Figure 5. Correlation of the ctDNA fractions calculated with all assays performed

Allele fractions plotted for SV/SNV assays, and tumor fractions for SCNA assays. The SNV‐hybrid capture assay was used as reference (x axis), with the other assays plotted on a common y axis. Colored lines correspond to the linear regression fits per assay. The Pearson's correlation coefficient estimates and P‐values of the corresponding tests of associations are also indicated. Spearman rank correlations led to the same conclusions (range R = 0.98 to R = 1.00).

Figure EV3. ctDNA detection and fractions using the different ctDNA assays

ctDNA fractions are plotted as an allele fraction for SV/SNV assays and as tumor fraction for SCNA assays. Plots (A–D) show comparisons of the detection and ctDNA fraction obtained with different assays. (A) Comparison of targeted sequencing assays (SV‐multiplex PCR, SV‐hybrid capture, and SNV‐hybrid capture); (B) Comparison of all assays targeting SVs (SV‐multiplex PCR, SV‐hybrid capture, SV‐modWGS, and SV‐deepWGS); (C) Comparison of all assays targeting SNVs (SNV‐hybrid capture, SNV‐modWGS, and SNV‐deepWGS); and (D) Comparison of all assays evaluating SCNAs (SCNA‐sWGS, SCNA‐modWGS, and SCNA‐deepWGS). The individual plots and number of samples assayed are shown in Fig 3.

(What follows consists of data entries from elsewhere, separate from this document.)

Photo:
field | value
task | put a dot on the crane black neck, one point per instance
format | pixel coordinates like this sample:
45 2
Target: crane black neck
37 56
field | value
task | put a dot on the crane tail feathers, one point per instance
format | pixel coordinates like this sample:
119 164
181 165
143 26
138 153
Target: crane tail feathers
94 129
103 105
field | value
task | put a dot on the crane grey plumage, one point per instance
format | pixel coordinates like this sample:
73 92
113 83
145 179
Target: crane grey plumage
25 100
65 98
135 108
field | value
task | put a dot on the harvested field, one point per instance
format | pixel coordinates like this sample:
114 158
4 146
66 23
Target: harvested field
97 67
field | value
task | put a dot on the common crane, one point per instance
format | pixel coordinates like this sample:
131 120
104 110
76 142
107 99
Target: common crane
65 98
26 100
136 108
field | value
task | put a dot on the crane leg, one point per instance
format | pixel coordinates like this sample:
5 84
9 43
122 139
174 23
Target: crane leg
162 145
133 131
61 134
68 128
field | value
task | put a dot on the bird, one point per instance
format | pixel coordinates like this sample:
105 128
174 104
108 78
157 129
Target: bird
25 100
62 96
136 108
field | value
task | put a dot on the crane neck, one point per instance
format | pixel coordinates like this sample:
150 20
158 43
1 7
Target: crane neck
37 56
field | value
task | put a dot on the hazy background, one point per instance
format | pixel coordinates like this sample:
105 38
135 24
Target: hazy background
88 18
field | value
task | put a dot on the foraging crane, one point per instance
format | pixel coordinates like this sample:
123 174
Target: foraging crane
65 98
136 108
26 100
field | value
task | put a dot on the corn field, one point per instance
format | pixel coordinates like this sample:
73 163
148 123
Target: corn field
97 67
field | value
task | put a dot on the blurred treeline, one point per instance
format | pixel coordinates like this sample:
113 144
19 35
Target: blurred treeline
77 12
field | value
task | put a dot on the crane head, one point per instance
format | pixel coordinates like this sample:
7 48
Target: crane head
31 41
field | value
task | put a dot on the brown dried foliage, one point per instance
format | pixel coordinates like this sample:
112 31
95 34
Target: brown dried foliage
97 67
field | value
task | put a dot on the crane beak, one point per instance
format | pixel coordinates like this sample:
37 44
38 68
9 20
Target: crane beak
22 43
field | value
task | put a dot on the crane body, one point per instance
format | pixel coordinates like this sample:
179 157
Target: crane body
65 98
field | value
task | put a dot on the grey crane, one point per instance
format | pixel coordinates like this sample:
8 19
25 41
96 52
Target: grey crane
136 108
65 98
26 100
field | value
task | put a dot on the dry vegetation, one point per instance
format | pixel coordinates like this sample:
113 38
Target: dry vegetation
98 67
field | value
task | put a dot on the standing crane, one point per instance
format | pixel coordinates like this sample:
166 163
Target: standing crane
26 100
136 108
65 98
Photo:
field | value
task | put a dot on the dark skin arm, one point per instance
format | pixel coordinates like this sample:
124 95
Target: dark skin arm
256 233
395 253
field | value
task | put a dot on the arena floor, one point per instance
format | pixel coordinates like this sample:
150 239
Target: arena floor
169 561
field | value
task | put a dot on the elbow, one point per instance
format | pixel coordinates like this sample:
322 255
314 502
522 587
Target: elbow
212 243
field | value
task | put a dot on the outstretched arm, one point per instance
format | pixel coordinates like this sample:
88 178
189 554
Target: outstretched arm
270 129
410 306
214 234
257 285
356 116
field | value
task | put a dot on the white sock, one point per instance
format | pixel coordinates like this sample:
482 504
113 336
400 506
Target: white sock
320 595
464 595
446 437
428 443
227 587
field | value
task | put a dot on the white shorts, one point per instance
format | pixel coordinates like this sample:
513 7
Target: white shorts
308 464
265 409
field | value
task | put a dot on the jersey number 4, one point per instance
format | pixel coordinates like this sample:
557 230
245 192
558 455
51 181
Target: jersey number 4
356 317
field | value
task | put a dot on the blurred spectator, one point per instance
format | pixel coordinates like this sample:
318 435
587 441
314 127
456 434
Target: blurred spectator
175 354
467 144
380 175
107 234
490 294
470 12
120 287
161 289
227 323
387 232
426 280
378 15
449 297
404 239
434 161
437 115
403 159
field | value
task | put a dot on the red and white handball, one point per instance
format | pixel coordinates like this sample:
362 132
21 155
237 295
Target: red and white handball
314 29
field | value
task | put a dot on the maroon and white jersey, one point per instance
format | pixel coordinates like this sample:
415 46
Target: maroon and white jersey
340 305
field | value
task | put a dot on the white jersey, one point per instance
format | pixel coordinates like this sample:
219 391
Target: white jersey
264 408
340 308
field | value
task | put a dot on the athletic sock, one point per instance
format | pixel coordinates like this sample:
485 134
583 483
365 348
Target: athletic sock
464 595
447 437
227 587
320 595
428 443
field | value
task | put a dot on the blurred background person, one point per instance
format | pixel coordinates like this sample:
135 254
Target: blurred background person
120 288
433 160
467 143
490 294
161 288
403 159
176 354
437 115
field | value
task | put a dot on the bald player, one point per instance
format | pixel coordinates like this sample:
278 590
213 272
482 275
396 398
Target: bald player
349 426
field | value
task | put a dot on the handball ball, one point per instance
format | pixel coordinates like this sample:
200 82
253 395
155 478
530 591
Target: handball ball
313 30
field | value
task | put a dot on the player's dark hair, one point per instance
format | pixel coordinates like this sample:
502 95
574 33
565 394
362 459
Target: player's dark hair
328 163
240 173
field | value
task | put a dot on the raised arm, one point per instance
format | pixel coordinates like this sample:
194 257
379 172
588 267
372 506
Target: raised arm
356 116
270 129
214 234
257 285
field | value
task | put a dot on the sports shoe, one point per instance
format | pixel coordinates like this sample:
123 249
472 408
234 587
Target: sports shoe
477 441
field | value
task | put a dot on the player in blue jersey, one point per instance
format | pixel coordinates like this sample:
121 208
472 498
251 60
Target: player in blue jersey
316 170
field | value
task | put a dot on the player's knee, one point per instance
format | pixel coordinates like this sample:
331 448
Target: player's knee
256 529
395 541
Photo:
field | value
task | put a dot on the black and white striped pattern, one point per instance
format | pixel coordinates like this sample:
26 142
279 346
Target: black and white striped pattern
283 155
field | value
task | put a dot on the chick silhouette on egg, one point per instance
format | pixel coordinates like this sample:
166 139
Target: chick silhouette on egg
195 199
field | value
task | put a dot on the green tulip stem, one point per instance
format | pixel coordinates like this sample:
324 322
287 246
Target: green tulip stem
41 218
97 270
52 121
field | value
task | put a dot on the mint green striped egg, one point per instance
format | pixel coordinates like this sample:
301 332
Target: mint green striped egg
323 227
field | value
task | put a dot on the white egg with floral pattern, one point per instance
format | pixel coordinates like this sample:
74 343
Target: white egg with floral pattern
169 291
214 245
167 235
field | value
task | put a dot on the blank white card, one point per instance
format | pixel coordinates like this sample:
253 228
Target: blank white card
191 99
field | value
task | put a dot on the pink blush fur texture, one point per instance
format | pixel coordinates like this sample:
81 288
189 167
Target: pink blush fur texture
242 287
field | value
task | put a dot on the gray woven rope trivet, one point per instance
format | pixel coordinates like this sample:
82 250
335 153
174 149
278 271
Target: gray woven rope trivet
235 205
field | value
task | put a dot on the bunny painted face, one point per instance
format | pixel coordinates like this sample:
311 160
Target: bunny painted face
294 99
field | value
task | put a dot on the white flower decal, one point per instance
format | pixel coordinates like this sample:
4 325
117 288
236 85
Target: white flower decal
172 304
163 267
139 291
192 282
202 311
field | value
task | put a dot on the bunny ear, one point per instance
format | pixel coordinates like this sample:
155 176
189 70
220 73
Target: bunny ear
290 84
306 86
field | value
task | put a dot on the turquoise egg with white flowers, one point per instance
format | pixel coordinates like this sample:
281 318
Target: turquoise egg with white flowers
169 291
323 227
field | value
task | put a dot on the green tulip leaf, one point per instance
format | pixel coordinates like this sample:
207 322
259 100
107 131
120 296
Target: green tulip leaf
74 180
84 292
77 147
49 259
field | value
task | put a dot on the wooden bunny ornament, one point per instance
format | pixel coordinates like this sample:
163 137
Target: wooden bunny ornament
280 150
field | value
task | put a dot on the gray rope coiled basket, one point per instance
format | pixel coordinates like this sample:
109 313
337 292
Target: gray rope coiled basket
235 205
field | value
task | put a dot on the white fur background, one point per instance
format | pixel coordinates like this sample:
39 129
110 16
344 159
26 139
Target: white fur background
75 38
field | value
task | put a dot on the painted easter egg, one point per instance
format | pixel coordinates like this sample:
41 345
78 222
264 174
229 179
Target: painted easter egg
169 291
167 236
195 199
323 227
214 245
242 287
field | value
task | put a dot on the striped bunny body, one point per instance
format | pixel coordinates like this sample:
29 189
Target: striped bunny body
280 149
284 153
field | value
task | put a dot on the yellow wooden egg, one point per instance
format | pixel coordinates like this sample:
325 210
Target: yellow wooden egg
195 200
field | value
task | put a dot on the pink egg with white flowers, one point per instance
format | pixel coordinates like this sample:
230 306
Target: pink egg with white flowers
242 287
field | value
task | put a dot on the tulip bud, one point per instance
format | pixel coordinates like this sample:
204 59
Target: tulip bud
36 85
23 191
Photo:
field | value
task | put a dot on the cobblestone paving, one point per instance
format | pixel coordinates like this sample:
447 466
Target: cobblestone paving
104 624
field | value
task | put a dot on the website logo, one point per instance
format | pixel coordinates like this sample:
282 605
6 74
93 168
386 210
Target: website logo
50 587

Figure EV4. Clinical information and detection of ctDNA in each patient using targeted ctDNA assays

The shaded boxes represent different treatment periods and the vertical dotted lines mark the time of diagnosis (black), the time of surgery where appropriate (dark orange), and the time of tissue collection for whole‐genome sequencing (dark green). Days indicated on the x axis refer to the number of days before or after the collection of the first plasma sample. Two samples were taken at day 0 (D0) in stage IA patients (P‐IA‐01 and P‐IA‐02), before (T1) and after surgery (T2). Individual plots showing the allele fraction from every ctDNA assay can be found in Fig 3. RT: radiotherapy; FEC: 5 fluorouracil (5FU), epirubicin, and cyclophosphamide; EC: epirubicin and cyclophosphamide; /T followed by docetaxel; ND: Not detected.